The meeting highlighted the fact that an increasing number of genetic causes of infertility are being identified, but that patients are not routinely tested for all of these. The diagnosis of conditions such as congenital bilateral absence of the vas deferens (CABVD) - male infertility caused by alterations in the same gene involved in the inherited lung condition cystic fibrosis - should be accompanied by genetic counselling, said the participants. In contrast, most felt that the increasingly used PGS (preimplantation genetic screening) technique, which involves checking an embryo's chromosomes to select those most likely to implant, does not require routine genetic counselling.
PGD experts urged infertility clinics, when reporting results, to distinguish between PGS and PGD, in which an embryo is tested for a specific genetic alteration. Without this distinction, they said, it will be difficult to collect European and international data on the use and outcomes of the two techniques.
All participants agreed on the need for more long-term follow up studies to monitor the long term health effects of both preimplantation testing and IVF in general. Some groups have published evidence suggesting a link between IVF techniques and an increased risk of some genetic conditions, but large studies will be needed to investigate these claims, since these disorders are very rare.
Another area discussed at the meeting was the extent to which egg and sperm donors should be checked for possible medical problems. Although screening for infectious diseases such as HIV (human immunodeficiency virus) is routinely carried out, clinics across Europe vary in the number of chromosome and genetic tests carried out on potential donors. A balance needs to be struck between protecting recipients and the costs of genetic testing, as well as respecting a donor's right not to know such information, said the experts.

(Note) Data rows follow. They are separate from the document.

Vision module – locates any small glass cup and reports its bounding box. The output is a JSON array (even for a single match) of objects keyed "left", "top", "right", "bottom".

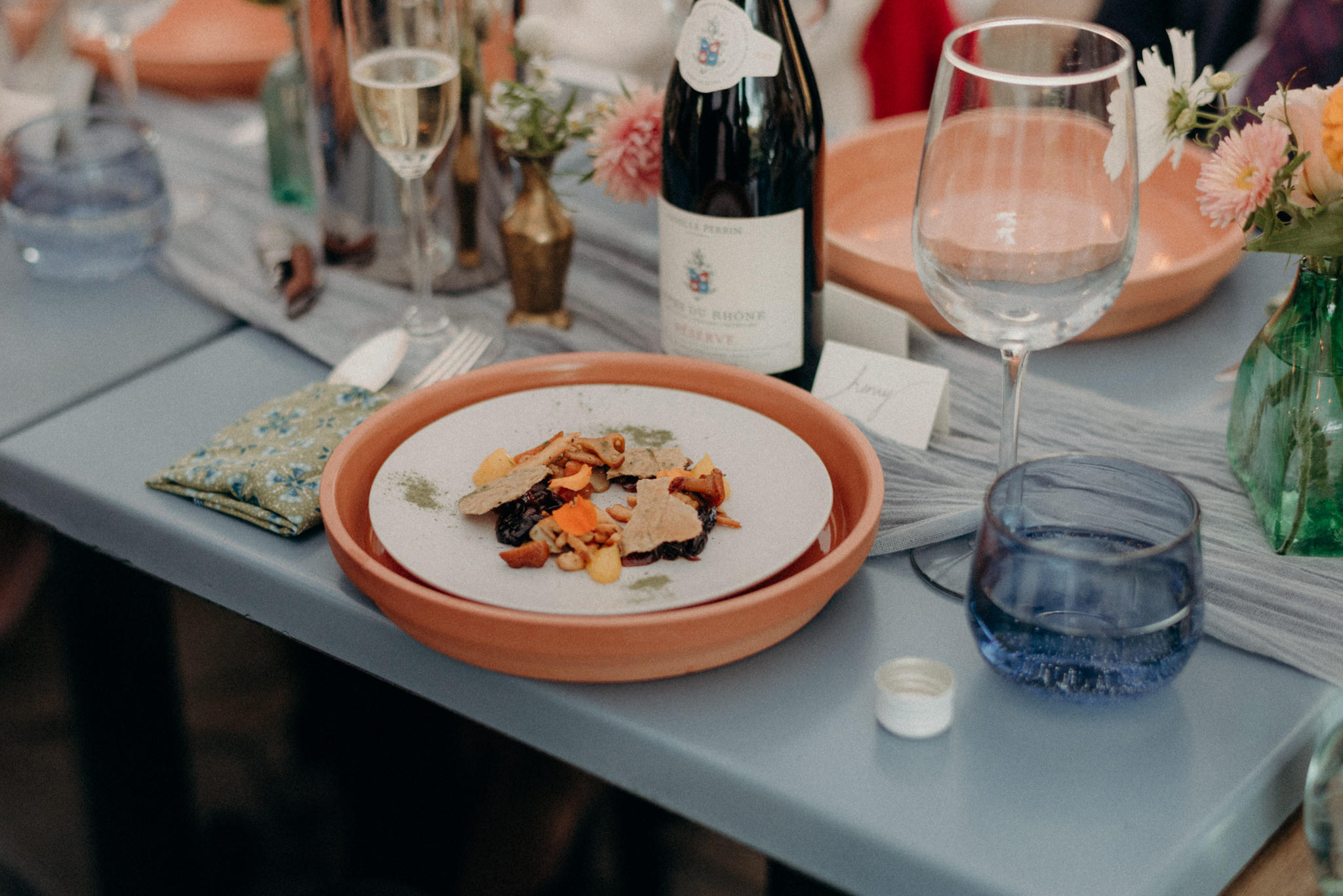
[
  {"left": 0, "top": 106, "right": 172, "bottom": 281},
  {"left": 966, "top": 454, "right": 1203, "bottom": 703}
]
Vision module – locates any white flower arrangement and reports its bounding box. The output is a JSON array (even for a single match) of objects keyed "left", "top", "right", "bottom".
[{"left": 485, "top": 16, "right": 593, "bottom": 159}]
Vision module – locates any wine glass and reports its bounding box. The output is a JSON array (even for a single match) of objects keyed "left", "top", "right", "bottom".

Regulations governing the use of donated eggs and sperm vary across Europe, one reason for the rise in cross border reproductive care, often called 'reproductive tourism' - a term felt by many participants to have negative connotations. The experts agreed that this trend is set to continue, and that European guidelines governing technical standards, safety and patient care are required. In particular, patients should be told of the potential risks associated with assisted reproduction techniques still considered experimental by many countries, such as cytoplasmic transfer. Recommendations based on the discussions will appear shortly on both the ESHG and ESHRE websites, and will be published later this year.